Abstract
Congenital cystic adenomatoid malformation (CCAM) is a developmental lung abnormality characterized by abnormal proliferation of mesenchymal elements and failure of bronchiolar structures to mature, ultimately resulting in the compression of normal pulmonary tissue and mediastinal shift with rapid expansion of cysts. Although various clinical and pathologic studies of CCAM in humans exist, CCAM has yet to be reported in animals, even in nonhuman primates. In the present study, histopathologic analyses of a neonatal cynomolgus monkey that died 17 days after birth revealed that normal lung architecture was replaced by disorganized overgrowths of cysts lined with simple cuboidal epithelium. The epithelium projected a few ciliates into the air spaces and produced mucus. To our knowledge, this is the first case study describing CCAM or a CCAM-like lesion in nonhuman primates.

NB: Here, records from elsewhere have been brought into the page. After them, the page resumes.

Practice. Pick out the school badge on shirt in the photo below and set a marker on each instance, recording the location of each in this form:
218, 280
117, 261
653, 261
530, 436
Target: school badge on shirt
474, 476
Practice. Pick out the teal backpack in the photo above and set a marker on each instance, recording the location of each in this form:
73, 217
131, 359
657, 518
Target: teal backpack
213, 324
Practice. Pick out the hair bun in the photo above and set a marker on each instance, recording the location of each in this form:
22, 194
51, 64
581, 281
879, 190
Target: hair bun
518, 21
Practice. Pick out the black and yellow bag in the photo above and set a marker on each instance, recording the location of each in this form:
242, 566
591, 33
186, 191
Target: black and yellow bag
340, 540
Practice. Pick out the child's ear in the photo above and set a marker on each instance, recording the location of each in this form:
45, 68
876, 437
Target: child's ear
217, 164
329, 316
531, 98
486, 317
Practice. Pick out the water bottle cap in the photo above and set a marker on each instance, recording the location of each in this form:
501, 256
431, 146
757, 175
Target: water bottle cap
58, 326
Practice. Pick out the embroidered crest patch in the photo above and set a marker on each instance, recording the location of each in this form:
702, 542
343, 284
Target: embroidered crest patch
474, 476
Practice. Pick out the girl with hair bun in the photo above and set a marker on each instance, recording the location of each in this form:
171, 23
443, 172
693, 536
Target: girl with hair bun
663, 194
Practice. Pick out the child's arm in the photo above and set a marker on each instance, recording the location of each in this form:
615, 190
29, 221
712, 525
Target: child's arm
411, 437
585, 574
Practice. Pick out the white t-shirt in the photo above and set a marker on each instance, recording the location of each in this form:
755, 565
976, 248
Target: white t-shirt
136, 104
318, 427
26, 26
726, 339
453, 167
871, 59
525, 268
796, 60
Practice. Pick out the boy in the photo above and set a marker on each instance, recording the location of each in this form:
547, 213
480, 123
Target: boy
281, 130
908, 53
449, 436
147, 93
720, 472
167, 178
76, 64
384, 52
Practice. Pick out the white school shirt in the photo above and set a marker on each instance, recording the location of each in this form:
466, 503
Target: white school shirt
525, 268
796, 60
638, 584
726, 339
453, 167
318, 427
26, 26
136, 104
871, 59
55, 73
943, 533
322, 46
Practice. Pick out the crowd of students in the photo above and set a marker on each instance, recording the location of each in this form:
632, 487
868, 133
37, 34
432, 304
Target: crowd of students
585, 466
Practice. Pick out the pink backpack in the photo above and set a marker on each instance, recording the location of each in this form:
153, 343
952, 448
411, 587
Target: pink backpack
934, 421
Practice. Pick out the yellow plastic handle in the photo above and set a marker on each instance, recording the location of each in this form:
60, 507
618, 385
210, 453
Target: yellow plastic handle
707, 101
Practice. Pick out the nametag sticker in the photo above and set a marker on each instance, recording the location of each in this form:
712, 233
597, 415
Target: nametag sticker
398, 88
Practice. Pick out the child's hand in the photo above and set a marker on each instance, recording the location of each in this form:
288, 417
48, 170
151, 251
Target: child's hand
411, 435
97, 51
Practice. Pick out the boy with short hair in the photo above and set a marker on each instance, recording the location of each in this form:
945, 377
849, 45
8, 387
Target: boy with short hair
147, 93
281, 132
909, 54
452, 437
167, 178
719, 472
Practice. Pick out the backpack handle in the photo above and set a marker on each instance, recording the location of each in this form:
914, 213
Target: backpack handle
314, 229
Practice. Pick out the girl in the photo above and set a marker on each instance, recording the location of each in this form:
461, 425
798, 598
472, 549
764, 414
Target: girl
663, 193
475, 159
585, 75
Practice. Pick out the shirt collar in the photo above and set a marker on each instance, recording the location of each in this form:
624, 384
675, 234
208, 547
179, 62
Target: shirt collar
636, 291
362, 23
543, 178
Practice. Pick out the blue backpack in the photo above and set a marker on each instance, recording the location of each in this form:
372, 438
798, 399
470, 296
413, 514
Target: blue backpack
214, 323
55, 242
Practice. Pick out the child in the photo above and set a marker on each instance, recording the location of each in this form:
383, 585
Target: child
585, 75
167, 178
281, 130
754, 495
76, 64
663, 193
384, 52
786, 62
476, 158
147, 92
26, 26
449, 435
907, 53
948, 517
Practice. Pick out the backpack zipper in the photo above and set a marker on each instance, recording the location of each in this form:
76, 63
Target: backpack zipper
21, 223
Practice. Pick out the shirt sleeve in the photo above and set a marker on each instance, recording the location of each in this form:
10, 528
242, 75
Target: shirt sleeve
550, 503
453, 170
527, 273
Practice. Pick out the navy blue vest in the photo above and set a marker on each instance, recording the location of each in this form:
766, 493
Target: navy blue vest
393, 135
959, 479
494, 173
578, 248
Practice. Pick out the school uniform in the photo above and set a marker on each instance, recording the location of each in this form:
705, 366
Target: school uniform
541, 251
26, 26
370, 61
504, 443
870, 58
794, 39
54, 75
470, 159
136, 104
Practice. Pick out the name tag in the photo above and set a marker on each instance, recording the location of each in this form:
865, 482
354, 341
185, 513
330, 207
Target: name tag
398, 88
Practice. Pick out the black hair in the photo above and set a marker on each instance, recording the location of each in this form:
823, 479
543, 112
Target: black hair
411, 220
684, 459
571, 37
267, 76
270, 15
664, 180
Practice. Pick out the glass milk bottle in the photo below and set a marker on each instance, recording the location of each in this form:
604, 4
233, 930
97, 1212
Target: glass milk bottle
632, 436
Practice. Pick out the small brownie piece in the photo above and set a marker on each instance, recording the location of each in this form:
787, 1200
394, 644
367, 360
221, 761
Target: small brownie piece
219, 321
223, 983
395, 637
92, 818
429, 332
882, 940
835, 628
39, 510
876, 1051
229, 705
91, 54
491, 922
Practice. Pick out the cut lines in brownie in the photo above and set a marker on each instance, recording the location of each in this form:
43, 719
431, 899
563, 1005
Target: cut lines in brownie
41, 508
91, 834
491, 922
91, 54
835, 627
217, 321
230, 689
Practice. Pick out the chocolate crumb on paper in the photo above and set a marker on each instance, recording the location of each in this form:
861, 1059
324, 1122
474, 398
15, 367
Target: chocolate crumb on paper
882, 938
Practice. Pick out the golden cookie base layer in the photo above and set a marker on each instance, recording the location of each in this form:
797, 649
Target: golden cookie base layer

Congenital cystic adenomatoid malformation (CCAM) is a rare fetal developmental abnormality of the lung. First described by Ch'in and Tang in 1949, 2 it is characterized by abnormal development of terminal respiratory structures, resulting in an adenomatoid proliferation of bronchiolar elements and cyst formation. 11, 18, 19 CCAM is observed mainly during the neonatal period and infancy and can be diagnosed prenatally by ultrasonography after 16 weeks of gestation. 9, 10, 13, 14 CCAM lesions are believed to be a consequence of abnormal embryogenesis during the first 6 to 7 weeks of pregnacy. 18
Stoker et al. 18, 19 classified CCAM into three types based on clinical and histologic criteria. In the neonatal period, the expansion of cysts and the compression of surrounding lung parenchyma cause progressive respiratory distress. 18, 19 Moreover, emphysema-related lung masses also cause dyspnea, eventually leading to death. 18, 19 Fetuses with CCAM tend to be born prematurely or are stillborn. 12 Due to the severity and impact of this disorder, numerous clinical and pathologic studies in humans have focused on determining the pathologic mechanisms underlying CCAM and the clinical management of CCAM. 1, 4, 8, 15– 17 Although CCAM is well characterized in humans, CCAM or CCAM-like pathogenesis has not been reported in animals. To our knowledge, we report here the first case of CCAM in a nonhuman primate, as demonstrated through histopathologic analyses of a neonatal cynomolgus monkey.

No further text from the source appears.